In Varanasi recently, I took an auto-rickshaw from Godowlia to Assi Ghat. Like everyone else in town, the driver and I began talking politics. The 2019 general election was a week away and Prime Minister Narendra Modi was seeking reelection from Varanasi. The driver was an ardent Modi fan and would hear no criticism of him. He even claimed that demonetisation had punished the corrupt rich. One topic led to another and soon he was loudly praising Nathuram Godse as a patriot – Gandhi deserved no less than a bullet for being a Muslim lover. "You don't know these people," he thundered. "Read our history! Only Muslims have killed their own fathers to become kings. Has any Hindu ever done so? Inki jaat hi aisi hai. You too should open your mobile and read on WhatsApp. Kamina Rahul is born of a Muslim and a Christian; Nehru's grandfather, also Muslim, Mughal. Outsiders all. Modi will teach them!" Fortunately, my destination came before his passion for the topic could escalate further.

I entered Assi Ghat with a numbing sadness. Was this really Kashi, among the oldest continuously inhabited cities of the world, known for its religious pluralism and massive density of gods, creeds and houses of worship, with its long history of largely peaceful coexistence? The Kashi of the Buddha, Adi Shankara, Kabir, Ravidas and Nanak? The Kashi of shehnai maestro Bismillah Khan, who lived in its tangled gullies and regularly played during the aarti in Balaji temple, or of Hindustani vocalist Girija Devi, whose family kept mannats on Muharram? What still remains of its famed Ganga-Jamuna tehzeeb?

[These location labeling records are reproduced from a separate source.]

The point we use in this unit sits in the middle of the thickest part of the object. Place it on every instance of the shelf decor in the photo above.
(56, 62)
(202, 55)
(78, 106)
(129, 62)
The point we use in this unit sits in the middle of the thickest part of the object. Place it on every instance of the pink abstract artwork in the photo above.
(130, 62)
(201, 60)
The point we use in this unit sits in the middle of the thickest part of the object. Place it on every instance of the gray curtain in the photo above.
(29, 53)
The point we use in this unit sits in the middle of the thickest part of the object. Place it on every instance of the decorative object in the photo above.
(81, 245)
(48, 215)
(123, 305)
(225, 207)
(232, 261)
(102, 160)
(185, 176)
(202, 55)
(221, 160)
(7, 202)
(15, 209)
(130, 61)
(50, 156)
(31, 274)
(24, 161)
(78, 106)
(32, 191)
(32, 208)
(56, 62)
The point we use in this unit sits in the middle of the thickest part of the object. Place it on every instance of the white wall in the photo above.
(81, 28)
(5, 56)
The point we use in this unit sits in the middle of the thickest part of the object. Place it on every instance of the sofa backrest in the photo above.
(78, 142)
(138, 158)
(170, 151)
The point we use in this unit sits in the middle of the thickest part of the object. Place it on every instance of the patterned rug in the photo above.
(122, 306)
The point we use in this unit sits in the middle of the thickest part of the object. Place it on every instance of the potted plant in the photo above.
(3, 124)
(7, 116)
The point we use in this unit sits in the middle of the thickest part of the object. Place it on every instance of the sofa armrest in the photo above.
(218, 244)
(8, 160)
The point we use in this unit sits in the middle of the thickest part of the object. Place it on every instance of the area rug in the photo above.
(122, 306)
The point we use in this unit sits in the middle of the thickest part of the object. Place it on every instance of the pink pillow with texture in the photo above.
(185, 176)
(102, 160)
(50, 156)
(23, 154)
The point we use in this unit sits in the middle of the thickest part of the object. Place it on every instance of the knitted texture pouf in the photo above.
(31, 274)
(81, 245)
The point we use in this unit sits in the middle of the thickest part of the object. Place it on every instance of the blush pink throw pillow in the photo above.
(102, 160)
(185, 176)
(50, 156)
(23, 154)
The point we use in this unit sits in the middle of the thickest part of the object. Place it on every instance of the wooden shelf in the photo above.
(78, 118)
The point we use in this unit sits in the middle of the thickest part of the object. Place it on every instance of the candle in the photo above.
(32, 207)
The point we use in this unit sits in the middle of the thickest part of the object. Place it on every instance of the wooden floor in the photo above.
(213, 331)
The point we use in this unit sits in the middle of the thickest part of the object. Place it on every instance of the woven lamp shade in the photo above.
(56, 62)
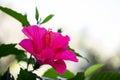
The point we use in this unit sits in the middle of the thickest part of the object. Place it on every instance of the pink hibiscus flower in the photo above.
(48, 47)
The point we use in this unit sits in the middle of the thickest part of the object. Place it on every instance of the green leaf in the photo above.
(77, 54)
(93, 69)
(36, 14)
(7, 49)
(79, 76)
(51, 73)
(47, 18)
(106, 76)
(7, 76)
(21, 18)
(27, 75)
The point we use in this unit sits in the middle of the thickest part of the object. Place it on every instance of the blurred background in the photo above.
(93, 25)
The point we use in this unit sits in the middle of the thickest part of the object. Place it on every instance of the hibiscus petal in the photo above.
(46, 54)
(36, 34)
(59, 42)
(59, 66)
(67, 55)
(27, 45)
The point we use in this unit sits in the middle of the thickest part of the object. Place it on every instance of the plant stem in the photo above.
(29, 62)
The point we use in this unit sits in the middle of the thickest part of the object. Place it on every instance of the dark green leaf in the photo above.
(7, 49)
(77, 54)
(21, 18)
(93, 69)
(51, 73)
(36, 14)
(26, 75)
(79, 76)
(47, 18)
(106, 76)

No, I consoled myself, my auto driver was not the norm in Varanasi, but he did herald certain fundamental changes now sweeping the country.

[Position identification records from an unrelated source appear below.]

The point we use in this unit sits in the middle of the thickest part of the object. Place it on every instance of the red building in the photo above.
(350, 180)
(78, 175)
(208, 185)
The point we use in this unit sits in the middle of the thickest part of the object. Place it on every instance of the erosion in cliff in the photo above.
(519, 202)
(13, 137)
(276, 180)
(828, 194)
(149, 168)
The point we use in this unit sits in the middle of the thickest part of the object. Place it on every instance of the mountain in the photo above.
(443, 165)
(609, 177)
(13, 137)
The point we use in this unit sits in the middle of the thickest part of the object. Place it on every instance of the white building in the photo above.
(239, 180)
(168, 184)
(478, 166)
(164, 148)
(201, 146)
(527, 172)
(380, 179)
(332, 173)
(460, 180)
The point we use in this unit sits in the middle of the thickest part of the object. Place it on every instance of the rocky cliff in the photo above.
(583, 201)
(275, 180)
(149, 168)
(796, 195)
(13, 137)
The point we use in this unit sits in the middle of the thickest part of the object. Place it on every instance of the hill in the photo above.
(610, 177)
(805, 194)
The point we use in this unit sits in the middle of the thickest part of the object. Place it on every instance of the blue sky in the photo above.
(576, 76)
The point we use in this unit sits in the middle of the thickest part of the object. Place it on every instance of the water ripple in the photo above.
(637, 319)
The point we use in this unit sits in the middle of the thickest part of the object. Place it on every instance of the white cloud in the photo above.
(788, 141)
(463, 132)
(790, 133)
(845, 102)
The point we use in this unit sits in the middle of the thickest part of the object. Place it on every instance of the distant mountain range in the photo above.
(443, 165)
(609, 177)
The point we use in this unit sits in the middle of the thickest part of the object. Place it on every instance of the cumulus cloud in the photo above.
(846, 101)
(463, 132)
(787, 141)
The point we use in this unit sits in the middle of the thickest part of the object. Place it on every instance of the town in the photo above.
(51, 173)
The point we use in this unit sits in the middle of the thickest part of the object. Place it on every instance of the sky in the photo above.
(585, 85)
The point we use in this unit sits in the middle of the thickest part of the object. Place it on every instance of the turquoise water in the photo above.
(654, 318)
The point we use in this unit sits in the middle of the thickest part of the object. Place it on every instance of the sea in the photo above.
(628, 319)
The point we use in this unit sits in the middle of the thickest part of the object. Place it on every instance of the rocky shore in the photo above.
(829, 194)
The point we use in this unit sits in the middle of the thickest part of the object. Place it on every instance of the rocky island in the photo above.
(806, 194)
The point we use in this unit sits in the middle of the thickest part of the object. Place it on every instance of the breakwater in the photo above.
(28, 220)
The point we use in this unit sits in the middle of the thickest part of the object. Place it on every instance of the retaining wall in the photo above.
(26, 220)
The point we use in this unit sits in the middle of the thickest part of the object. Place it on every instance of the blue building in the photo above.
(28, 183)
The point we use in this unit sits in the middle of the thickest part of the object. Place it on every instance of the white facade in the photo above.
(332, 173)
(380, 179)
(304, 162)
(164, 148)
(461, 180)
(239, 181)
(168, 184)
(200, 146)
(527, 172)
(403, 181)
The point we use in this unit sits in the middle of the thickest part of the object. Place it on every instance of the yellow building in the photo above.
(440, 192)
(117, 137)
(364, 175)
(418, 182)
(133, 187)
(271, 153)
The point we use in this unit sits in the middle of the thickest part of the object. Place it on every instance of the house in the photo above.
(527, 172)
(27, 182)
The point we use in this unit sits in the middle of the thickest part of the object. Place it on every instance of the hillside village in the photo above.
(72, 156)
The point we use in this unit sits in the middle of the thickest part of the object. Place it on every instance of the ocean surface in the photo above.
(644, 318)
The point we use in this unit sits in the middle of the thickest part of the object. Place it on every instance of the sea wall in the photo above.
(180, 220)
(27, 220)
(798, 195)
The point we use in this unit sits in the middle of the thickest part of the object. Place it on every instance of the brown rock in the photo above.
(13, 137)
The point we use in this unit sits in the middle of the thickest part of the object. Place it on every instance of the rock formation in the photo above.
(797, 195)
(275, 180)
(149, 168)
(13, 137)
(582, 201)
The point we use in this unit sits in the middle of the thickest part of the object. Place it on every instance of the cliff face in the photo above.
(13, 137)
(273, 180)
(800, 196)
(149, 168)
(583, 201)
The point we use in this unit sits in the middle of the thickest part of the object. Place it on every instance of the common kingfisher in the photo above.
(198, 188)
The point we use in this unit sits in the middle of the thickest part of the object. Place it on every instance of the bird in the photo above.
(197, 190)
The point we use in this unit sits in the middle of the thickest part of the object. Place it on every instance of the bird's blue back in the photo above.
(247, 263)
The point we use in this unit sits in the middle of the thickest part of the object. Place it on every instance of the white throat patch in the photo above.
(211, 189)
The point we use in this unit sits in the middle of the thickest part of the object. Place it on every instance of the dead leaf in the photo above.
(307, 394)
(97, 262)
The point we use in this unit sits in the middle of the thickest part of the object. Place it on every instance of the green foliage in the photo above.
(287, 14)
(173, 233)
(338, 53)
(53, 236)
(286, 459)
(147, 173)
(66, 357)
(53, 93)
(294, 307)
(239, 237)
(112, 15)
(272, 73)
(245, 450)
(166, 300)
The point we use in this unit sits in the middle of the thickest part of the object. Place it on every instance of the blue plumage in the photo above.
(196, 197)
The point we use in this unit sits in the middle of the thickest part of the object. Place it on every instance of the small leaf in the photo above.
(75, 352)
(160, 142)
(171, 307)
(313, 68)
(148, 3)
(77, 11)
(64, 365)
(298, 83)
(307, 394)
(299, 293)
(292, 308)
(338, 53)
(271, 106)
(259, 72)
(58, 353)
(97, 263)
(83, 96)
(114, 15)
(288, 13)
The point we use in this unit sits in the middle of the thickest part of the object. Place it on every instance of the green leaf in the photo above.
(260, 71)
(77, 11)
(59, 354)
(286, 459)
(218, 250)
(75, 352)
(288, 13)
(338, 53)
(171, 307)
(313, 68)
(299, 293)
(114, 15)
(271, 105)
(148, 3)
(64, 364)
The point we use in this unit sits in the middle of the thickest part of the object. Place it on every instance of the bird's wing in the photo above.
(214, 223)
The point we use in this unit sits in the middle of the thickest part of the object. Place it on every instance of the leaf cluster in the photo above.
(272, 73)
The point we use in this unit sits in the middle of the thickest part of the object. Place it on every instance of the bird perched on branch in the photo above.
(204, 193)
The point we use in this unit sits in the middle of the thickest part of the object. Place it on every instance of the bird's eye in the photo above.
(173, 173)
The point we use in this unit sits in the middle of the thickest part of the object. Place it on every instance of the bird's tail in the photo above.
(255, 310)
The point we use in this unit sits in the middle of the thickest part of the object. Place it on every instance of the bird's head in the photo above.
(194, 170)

On the campaign trail in 2014, Modi spoke about vikas and an ambitious model of economic development. Modi and his party also had a cultural agenda, but he didn't make it central to his campaign. He promised a hundred new cities, modern infrastructure, crores of jobs, big reforms, black money recovery and a new era of world-class manufacturing alongside a program of skill development for Indian workers. "Development" was then the perfect sales pitch, using which, Modi slyly recast himself into a vikas purush, or development man. Many liberals too went along, ignoring his role in the 2002 anti-Muslim pogrom in Gujarat, hoping that he would be a disciplined and pragmatic manager of the economy, deliver on campaign promises, advance science and knowledge and downplay political Hinduism, aka Hindutva, the party's divisive Hindu nationalist ideology.

Modi soon revealed his true colors. At heart, he was still an ill-informed, vindictive, parochial man of the Rashtriya Swayamsewak Sangh (RSS) with no decent moral centre. The defining feature of the Modi regime has been its bumbling incompetence. Modi appointed loutish men of the RSS, a volunteer paramilitary, part of a collective of far-right groups, the Sangh Parivar, to lead many ministries and key institutions. In its early years, his regime cut the already low public spending on health and education. It began undermining democratic institutions – the media, judiciary, the RBI, the Election Commission, public universities – the list is long. It peddled pseudo-science, fixated on the cow and her piss and changed history textbooks to glorify Hindu civilisation and Hindu rulers. His regime harassed many high-profile national and international NGOs including Sabrang, Amnesty International and Greenpeace. Making campaign financing more opaque, it legalised crony capitalism that funded the party's lavish campaign in 2019. It gave free rein to violent vigilante groups that harassed or killed Muslims, Dalits, inter-faith couples, activists and leftist students, furthering a coarse and vicious anti-minority discourse in public life. Most offenders not only remain unpunished, some were even celebrated by a minister of state. An aging Muslim master weaver in Varanasi told me that more than communal riots, he worries about the psychological impact of hate-crime videos that show saffron-clad men lynching Muslims, which endlessly get forwarded and replayed on mobile phones among young Muslim men.